Bild des/r Benutzers/in Wolf Bergelt

Angesichts der Schwierigkeiten, die naturgemäß mit einer Parteigründung verbunden sind, möchte ich auf die Möglichkeit parteifreier Direktkandidaturen hinweisen, die in der politischen Geschichte unseres Landes bisher fast gänzlich ungenutzt geblieben sind.

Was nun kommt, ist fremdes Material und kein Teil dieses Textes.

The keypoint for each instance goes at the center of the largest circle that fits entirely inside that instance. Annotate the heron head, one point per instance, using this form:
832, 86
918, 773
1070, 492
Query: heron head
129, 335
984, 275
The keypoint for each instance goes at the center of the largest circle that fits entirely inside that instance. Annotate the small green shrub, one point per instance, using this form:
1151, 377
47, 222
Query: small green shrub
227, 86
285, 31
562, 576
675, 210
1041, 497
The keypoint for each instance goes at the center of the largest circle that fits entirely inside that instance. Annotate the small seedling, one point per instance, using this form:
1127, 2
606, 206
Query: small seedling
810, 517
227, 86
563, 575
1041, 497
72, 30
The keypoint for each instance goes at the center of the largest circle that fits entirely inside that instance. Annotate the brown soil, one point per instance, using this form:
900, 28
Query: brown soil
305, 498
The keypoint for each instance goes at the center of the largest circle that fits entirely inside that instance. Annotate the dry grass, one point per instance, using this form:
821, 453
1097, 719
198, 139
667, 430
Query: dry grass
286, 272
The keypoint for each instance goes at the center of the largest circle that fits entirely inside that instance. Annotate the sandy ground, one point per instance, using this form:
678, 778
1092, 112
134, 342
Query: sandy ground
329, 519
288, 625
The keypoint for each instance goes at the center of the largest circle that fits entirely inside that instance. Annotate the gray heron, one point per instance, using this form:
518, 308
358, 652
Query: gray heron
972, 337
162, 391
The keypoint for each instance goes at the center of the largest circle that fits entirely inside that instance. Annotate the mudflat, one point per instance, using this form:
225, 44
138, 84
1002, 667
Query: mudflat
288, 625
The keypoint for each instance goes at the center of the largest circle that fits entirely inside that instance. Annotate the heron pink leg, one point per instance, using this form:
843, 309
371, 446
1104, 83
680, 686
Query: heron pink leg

Der große Vorteil besteht darin, dass keine Parteistrukturen und kein Fraktionszwang nötig, sondern alle nur dem Ethos eines gemeinsamen Programms, den Wählern und ihrem persönlichen Gewissen verpflichtet sind, so dass im parlamentarischen Idealfall nicht mehr zwischen ideologischen Lagern, sondern nur noch um Sachfragen gerungen würde. Daraus erwächst zwingend auch ein anderer Geist des gegenseitigen Zuhörens, der so dringend nötig ist. Zudem ist die Gefahr der Unterwanderung und Zersetzung durch Lobbyismus wesentlich geringer und besser (durch den Wähler) kontrollierbar als bisher.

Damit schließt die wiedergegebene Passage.